On nous parle de nuances epsilonesques entre le 0 et le 1 %, entre le 0 et le 0,3 %, mais le facteur démographique n’est nulle part visible. Or, il n'y a aucun sens à comparer le taux de croissance de la France avec des pays dont le taux de natalité est différent. De ce point de vue, même s'il n'est pas parfait, le PIB par habitant est un bien meilleur indicateur.

« Quand les États-Unis sont devenus fondamentalistes à la sauce Reagan, la droite française a aussitôt suivi. »

L'obsession de la croissance est un formidable outil pour empêcher l'émergence d'alternatives crédibles. Rares sont les dirigeants politiques qui dénoncent cette obsession pour toujours plus de croissance. Si l’on corrèle cela à la perte de confiance des électeurs vis-à-vis du politique, vous avez l’explication du désarroi actuel. Tous ces gens qui font des discours sur la croissance et qui promettent d’y aller soit par plus d’économie de marché, soit par plus de volontarisme n’ont aucun résultat depuis trente ans. Donc plus personne ne leur fait confiance.

Comment expliquer que ce « fondamentalisme » de l'économie de marché ait aussi vite contaminé notre pays, dès 1984 ?

Il s’est passé beaucoup de choses. En 1982, François Mitterrand est parvenu à pousser notre balancier de politique économique très à gauche, notamment avec la politique de nationalisations, qui n'avait pas ou peu de comparaison ailleurs sur la planète. La droite a donc profité de cette occasion pour délégitimer tout ce qui était de l’acquis du secteur public en général.

Par exemple, Jacques Friedman, un de mes amis et un fidèle de Jacques Chirac, me disait dans les années 1980 qu’il fallait privatiser non seulement les entreprises nationalisées par Mitterrand, mais aussi celles nationalisées en 1945. Il m’avait alors demandé quelle banque était la plus prête à être privatisée. À l’époque, la seule avec laquelle le risque pouvait être pris selon moi était la Société Générale. Elle a ainsi été privatisée immédiatement, remettant en cause les décisions de 1945 sur lesquelles il y avait, jusqu’en 1980, quasiment un consensus.

Le changement majeur a eu lieu à ce moment. C’était un effet de mode classique : ce que font les Américains, les Français novateurs l’imitent. Quand les États-Unis sont devenus fondamentalistes à la sauce Reagan, la droite française a aussitôt suivi. J’ai été stupéfait quand Jacques Chirac, alors Premier ministre de François Mitterrand, a adopté ces thèses laisser-fairistes. Cela ne correspondait pas à son tempérament volontariste.

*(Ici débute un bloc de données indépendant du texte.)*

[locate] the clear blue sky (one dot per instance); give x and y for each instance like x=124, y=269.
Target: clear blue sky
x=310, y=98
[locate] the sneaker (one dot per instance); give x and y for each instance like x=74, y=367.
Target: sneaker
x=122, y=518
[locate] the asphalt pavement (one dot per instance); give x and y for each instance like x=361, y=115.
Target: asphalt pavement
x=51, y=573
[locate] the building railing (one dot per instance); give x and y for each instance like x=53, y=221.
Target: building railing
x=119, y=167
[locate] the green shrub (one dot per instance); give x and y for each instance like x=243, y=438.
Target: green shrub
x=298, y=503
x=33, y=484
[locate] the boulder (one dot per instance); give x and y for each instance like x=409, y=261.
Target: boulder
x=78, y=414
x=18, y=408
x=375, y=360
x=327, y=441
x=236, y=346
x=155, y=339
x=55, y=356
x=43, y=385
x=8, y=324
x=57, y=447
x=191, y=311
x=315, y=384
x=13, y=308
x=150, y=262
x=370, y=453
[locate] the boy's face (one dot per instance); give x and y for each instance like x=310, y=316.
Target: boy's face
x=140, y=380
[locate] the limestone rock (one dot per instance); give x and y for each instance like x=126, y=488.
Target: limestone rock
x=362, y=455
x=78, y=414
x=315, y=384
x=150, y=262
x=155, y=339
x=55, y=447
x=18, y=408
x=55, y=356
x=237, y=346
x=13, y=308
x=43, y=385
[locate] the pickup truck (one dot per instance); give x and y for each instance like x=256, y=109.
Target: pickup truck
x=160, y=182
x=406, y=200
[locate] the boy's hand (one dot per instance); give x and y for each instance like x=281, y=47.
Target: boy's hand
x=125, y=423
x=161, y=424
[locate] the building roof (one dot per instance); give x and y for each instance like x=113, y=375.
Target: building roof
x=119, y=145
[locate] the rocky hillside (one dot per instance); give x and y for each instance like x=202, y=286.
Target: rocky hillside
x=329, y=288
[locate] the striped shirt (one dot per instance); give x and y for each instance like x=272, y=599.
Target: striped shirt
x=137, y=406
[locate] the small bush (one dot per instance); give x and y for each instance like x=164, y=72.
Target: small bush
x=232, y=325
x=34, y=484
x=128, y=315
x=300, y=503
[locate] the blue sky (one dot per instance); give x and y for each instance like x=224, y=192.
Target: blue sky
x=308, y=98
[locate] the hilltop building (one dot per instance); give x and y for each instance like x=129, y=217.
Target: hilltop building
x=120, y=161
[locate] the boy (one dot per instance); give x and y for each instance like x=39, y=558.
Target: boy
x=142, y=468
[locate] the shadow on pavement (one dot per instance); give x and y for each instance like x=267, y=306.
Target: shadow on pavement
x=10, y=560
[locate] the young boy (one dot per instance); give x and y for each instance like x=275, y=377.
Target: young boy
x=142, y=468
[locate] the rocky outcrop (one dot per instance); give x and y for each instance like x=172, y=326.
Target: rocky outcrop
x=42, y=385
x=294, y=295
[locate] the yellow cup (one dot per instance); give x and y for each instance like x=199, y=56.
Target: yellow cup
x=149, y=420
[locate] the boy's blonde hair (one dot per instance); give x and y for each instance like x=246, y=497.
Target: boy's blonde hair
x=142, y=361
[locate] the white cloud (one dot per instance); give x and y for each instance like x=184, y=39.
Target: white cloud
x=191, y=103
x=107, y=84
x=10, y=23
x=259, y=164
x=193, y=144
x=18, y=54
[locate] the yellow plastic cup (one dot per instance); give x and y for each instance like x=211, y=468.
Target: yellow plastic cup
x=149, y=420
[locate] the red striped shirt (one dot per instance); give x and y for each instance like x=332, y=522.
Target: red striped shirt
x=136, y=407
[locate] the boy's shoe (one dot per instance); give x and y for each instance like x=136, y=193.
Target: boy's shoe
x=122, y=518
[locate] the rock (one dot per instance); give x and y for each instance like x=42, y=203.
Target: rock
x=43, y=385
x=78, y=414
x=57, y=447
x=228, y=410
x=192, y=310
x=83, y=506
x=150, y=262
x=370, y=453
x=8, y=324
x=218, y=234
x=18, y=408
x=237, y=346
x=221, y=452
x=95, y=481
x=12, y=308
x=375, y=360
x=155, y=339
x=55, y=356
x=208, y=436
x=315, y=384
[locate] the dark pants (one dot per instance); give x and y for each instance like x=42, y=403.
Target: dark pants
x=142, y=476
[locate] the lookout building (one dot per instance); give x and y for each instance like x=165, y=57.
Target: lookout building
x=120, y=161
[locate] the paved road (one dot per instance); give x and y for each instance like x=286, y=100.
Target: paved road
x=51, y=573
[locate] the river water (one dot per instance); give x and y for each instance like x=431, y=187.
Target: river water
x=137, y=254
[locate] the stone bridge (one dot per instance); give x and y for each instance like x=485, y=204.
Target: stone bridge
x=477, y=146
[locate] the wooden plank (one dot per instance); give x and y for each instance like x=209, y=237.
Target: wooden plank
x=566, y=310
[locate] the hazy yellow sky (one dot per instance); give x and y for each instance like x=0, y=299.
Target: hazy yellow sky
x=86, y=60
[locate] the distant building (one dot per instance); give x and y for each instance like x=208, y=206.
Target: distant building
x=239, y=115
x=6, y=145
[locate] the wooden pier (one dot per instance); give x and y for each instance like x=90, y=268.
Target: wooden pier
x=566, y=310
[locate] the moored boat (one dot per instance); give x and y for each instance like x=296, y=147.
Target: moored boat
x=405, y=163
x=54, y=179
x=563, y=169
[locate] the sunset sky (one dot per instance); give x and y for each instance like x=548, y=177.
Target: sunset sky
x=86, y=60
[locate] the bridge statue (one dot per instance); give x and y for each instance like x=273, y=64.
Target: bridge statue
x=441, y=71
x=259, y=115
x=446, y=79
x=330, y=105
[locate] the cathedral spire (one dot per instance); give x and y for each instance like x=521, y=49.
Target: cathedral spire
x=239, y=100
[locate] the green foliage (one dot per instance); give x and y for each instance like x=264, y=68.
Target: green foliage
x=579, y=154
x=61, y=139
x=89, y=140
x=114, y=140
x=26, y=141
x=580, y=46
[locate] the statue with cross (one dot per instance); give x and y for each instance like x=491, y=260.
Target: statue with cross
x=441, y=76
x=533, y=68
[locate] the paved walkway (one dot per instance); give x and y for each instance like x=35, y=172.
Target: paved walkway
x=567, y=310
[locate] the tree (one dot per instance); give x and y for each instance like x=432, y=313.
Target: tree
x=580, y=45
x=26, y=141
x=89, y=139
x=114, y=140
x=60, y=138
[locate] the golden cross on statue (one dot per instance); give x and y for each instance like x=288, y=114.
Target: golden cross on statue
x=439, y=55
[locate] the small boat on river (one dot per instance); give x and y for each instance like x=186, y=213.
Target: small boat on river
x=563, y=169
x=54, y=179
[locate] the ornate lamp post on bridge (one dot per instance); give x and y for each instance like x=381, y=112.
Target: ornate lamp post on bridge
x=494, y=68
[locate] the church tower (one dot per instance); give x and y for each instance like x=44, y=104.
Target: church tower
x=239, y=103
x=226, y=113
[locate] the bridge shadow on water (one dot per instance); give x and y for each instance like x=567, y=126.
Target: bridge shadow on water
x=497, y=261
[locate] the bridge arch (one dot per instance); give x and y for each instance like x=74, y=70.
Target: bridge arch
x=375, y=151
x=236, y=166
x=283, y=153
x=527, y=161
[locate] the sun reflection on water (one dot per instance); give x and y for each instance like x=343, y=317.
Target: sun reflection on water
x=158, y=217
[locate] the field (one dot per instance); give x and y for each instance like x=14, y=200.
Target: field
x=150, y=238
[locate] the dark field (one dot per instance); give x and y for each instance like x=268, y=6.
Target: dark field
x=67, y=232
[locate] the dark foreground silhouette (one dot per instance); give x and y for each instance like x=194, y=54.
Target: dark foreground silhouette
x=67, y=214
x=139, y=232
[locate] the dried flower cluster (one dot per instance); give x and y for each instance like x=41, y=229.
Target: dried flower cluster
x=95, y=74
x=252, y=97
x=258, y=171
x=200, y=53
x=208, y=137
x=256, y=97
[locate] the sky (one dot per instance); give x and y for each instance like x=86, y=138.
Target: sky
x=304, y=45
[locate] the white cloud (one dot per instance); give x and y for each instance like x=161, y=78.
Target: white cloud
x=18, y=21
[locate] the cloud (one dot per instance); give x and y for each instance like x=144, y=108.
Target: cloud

Mais la gauche est loin d'être innocente dans le développement du fondamentalisme de l'économie de marché. Lorsque j’étais encore directeur du Trésor, sous Jacques Delors, à l’automne 1981, nous gérions le dossier des nationalisations. Jacques Delors me demande de lui proposer une réforme à mettre en œuvre rapidement. Je lui propose la dématérialisation des titres parce qu’à l’époque, on continuait à couponner, c’est-à-dire que, sur les obligations en papier, on détachait des coupons.

J’avais déjà proposé cette réforme deux ans avant, à René Monory qui l’avait refusé, persuadé que les épargnants seraient perturbés dans leurs habitudes. Or, sous Jacques Delors, cette réforme est passée comme une lettre à la poste : c’est donc la gauche qui a permis la dématérialisation des titres.

Propos recueillis par Olivier Berruyer, le 3 janvier 2013.